The pronociceptive effects of adenosine 5'-triphosphate (ATP) were examined in the low concentration formalin model (0.5%) by coadministration of ATP, ATP analogs (alpha,beta-methylene-ATP and 2-methylthio-ATP) and antagonists (suramin, pyridoxalphosphate-6-azophenyl-2' ,4'-disulfonic acid) with formalin and determining effects on the expression of flinching behaviours. Coadministration of ATP (5-500 nmol) with formalin enhanced phase 2 (12-60 min after injection) but not phase 1 (0-10 min after injection) responses. alpha,beta-methylene-ATP (0.5-50 nmol) but not 2-methylthio-ATP (50-500 nmol) produced a similar enhancement of activity, generating an order of potency of alpha,beta-methylene-ATP, ATP much greater than 2-methylthio-ATP. This enhancement was primarily expressed in the latter part of phase 2, 30-60 min after injection.
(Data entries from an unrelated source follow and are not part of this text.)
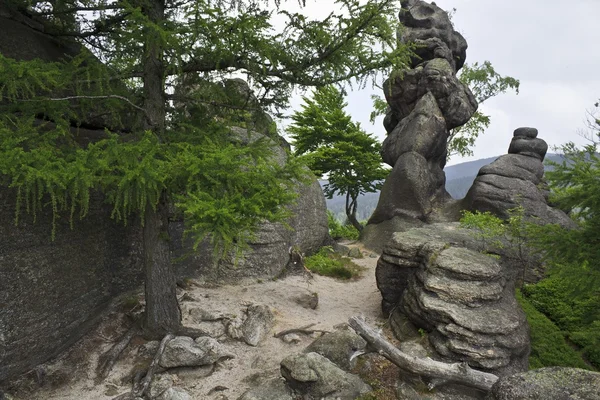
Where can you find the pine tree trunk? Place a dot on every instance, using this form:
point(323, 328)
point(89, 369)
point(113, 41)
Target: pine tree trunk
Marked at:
point(162, 310)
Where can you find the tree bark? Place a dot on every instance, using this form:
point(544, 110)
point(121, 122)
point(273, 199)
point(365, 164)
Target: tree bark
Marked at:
point(163, 315)
point(437, 371)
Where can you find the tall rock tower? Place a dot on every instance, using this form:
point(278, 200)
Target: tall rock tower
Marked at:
point(425, 102)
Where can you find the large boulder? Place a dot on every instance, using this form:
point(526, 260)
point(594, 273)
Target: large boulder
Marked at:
point(269, 251)
point(340, 347)
point(430, 28)
point(425, 102)
point(438, 77)
point(464, 299)
point(316, 377)
point(516, 180)
point(553, 383)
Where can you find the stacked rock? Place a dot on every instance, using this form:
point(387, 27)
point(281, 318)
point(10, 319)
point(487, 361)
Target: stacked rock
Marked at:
point(425, 102)
point(464, 299)
point(516, 180)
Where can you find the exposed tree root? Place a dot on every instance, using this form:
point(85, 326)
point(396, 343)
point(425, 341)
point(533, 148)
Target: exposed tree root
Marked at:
point(140, 388)
point(108, 359)
point(305, 330)
point(438, 372)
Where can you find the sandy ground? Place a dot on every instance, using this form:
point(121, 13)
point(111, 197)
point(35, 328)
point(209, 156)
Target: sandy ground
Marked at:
point(71, 377)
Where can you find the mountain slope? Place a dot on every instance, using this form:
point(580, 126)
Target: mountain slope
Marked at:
point(459, 179)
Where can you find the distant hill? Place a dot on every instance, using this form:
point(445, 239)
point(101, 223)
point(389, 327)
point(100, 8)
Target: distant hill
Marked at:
point(459, 179)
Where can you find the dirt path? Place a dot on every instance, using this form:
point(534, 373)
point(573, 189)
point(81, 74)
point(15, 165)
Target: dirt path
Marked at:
point(338, 300)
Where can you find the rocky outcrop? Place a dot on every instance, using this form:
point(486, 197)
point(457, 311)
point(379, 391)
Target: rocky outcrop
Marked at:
point(553, 383)
point(184, 351)
point(316, 377)
point(53, 292)
point(516, 179)
point(464, 299)
point(425, 102)
point(269, 252)
point(341, 347)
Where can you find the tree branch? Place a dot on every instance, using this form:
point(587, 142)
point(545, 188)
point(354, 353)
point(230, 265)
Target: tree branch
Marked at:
point(438, 371)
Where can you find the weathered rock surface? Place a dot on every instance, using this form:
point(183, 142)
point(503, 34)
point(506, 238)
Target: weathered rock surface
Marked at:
point(268, 254)
point(430, 28)
point(425, 102)
point(184, 351)
point(57, 290)
point(553, 383)
point(254, 326)
point(275, 389)
point(514, 180)
point(315, 377)
point(340, 347)
point(464, 299)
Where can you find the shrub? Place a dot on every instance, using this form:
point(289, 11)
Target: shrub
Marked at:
point(548, 344)
point(338, 231)
point(328, 263)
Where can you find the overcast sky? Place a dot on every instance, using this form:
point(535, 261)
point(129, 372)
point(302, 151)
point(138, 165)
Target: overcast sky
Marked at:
point(551, 46)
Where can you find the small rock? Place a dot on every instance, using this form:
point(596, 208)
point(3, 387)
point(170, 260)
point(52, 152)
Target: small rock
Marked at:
point(159, 385)
point(200, 315)
point(148, 349)
point(355, 253)
point(292, 338)
point(187, 297)
point(316, 377)
point(274, 389)
point(174, 393)
point(308, 301)
point(339, 347)
point(407, 392)
point(183, 351)
point(255, 327)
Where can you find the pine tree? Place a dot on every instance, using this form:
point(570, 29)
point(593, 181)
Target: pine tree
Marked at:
point(155, 153)
point(332, 144)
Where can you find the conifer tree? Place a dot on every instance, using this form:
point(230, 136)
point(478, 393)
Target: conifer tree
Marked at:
point(333, 145)
point(154, 154)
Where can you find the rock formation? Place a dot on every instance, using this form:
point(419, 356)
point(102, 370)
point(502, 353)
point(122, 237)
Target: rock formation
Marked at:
point(425, 102)
point(464, 299)
point(56, 290)
point(516, 179)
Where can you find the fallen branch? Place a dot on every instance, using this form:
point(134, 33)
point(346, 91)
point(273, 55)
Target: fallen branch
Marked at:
point(305, 330)
point(108, 359)
point(436, 370)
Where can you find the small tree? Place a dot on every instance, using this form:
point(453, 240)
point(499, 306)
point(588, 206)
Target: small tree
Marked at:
point(332, 144)
point(224, 188)
point(485, 83)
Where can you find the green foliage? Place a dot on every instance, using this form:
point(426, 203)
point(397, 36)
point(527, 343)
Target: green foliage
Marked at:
point(330, 143)
point(570, 299)
point(575, 187)
point(328, 263)
point(548, 344)
point(207, 176)
point(341, 231)
point(485, 83)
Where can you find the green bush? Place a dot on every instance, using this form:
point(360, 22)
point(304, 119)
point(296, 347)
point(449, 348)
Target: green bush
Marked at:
point(548, 344)
point(338, 231)
point(574, 310)
point(328, 263)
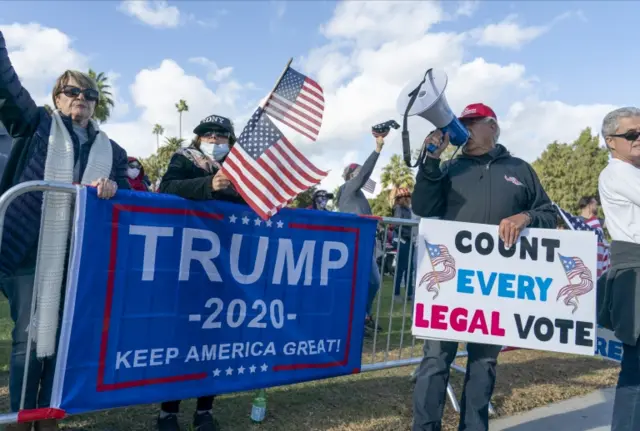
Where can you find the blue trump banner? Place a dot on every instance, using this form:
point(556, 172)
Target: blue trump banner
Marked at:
point(170, 299)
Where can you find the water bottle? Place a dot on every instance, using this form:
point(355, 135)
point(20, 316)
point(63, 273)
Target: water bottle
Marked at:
point(259, 407)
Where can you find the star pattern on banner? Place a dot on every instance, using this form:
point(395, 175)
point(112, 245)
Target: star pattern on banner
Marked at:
point(240, 370)
point(258, 222)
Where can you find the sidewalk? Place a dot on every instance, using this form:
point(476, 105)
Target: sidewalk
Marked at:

Coadministration of suramin 50-500 nmol, a non-selective P-2X and P-2Y purinoceptor antagonist and pyridoxalphosphate-6-azophenyl-2',4'-disulfonic acid 5-500 nmol, a selective P-2X purinoceptor antagonist, dose-dependently inhibited the augmentation of the formalin response by ATP 50 nmol, but did not reduce the response to formalin itself. Pretreatment for 30 min with higher doses of suramin inhibited the response to formalin (0.5%, 1.5%) and this appeared to be by a systemically mediated action as it was seen following administration into the contralateral paw. The results of this study provide evidence in support of a P-2X purinoceptor mediated augmentation of the pain signal by ATP. The delayed time-course of the effect suggests that it may occur in concert with other mediators that are recruited by the inflammatory process, rather than reflecting a direct depolarization of sensory nerves. Other behavioural paradigms may be required to examine the fast onset, direct effect. Suramin appears to exert both local and systemic effects on the expression of pain behaviours in response to formalin. (C) 1997 Elsevier Science B.V.